These were two middle grade books I read during my Clean Sweep Challenge in May, and they couldn’t be more different.
Up, Up, and Away: Advice and Adventures from the Future Authors and Astronauts of Farnsworth Aerospace
The lengthy title incorporates the actual authors of this anthology of writings of sixth grade pupils from the Farnsworth Aerospace school in Minneapolis-St.Paul. I think it’s actually in St.Paul, but international readers probably need the Minneapolis bit to place it. Consequently it confusingly get the listed author as Marlon James, the acclaimed writer, who simply does an introduction for it. Some listings credit the Mid-continent Oceanographic Institute as author, who were advisers to the children in the project, and probably should be listed as editors.
I got a copy from Net-Galley, because it looks interesting.
For students of middle grade books, it is. It may also be fun for middle graders to see what their counterparts in St.Paul made of assignments to write stories such as a Travel Guide to the planet of your choice, all done in the ‘Come to planet X’ style of promotional writing. Other assignments were advice to specific types of people, on an Up Up and Away theme, which stretched imaginations a little more, such as advice to a chihuahua piloting a hot air balloon. These were much more enjoyable.

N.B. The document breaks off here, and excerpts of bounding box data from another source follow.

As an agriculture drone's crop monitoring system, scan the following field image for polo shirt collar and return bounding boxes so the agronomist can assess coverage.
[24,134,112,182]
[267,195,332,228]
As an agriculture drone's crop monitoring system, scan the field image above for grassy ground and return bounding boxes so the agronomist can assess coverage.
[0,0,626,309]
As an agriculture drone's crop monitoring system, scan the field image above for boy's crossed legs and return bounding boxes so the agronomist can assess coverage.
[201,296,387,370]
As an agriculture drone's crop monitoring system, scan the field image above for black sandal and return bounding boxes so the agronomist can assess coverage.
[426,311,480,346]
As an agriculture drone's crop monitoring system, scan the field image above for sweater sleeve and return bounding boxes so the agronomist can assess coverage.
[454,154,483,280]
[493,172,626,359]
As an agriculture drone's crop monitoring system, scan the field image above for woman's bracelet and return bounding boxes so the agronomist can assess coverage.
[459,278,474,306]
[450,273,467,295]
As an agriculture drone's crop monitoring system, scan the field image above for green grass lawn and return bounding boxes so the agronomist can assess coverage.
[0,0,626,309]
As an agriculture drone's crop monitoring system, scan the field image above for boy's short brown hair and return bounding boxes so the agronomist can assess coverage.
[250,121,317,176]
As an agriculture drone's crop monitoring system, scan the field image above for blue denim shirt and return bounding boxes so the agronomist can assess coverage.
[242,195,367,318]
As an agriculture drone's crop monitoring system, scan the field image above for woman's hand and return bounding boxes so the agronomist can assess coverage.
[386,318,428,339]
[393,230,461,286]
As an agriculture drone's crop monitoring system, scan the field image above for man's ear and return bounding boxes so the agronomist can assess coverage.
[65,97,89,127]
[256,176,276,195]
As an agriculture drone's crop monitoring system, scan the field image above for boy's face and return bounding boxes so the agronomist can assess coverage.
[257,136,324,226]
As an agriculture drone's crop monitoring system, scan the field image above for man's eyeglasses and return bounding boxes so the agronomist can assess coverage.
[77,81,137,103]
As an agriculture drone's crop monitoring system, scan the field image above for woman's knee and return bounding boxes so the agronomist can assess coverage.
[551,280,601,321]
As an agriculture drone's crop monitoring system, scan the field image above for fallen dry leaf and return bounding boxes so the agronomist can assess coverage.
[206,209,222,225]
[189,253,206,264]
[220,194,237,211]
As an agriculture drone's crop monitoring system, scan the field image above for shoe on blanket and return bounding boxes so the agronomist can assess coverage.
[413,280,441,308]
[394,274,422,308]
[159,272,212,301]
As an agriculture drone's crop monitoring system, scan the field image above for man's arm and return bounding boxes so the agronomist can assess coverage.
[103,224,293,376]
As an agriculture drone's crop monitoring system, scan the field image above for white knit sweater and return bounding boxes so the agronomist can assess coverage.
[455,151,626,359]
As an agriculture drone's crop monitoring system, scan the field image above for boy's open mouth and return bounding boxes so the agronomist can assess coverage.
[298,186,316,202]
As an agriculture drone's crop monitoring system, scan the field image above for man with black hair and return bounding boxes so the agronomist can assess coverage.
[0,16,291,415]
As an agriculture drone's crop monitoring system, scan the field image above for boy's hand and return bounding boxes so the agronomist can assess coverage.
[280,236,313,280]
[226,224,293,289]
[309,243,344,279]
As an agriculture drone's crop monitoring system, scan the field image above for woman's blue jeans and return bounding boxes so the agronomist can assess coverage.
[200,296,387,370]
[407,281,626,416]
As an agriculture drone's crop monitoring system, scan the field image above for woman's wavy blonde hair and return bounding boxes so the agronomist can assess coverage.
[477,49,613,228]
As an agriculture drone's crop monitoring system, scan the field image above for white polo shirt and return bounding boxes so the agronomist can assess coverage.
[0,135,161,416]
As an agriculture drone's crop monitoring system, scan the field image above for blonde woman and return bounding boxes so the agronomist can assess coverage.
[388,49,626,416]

The fault in the book is to start with the travel guides. Although at first charming, they rapidly become repetitive (mostly to Mars, and black hole showers appear in the majority), as if the institute guiding them has given one lesson and everyone is writing about the same material. Later stories (all very short) show extreme inventiveness and are inviting and intriguing. What is most informative is the author preference paragraph after each one – you learn a great deal about the demographics of this school and presumably St Paul in general. And I learnt a new cultural term, Hmong. So maybe it’s also good for diversity.
This is a good book for teachers who want to encourage their own 5th and 6th graders to write stories, and maybe also for reluctant readers.
Karmack by J C Whyte
Karmack is a completely different kettle of fish, a fast paced, well-written book with a light-handed moral. The leader of the school trouble-makers, Sully, finds himself bothered by a very small being who nobody else can see – and he’s getting a whole load of trouble from him. Too used to not listening to others, he fails to hear the full description his new ‘friend’ gives of his job, and calls him Karmack when he says his job is a ‘karmic balancer’. Basically, the imp, gnome or pixie has to offset all the bad things that people do by doing it back to them. As time goes on, Sully starts to realise he isn’t joking, and that leads to a whole range of disasters and near-disasters that he tries to prevent. Meanwhile, he’s developing his character, and beginning to grow up, and this is very well written.
I loved this book, from its premise to its writing and the unsoppy way relationships are dealt with. It’ll give a lot of boys (and girls) food for thought, and I hope it might persuade some of them that Sully’s choice is the one for them, too.
A thoroughly enjoyable, highly recommended read for 5th grade boys in particular. Bully boys can discover their better natures with a little help from a karmic balancer! Lots of action, and short enough to keep attention from wandering.
I got this when the author was promoting it in 2013, and I apologise sincerely for taking so long to read and review it. It’s a gem.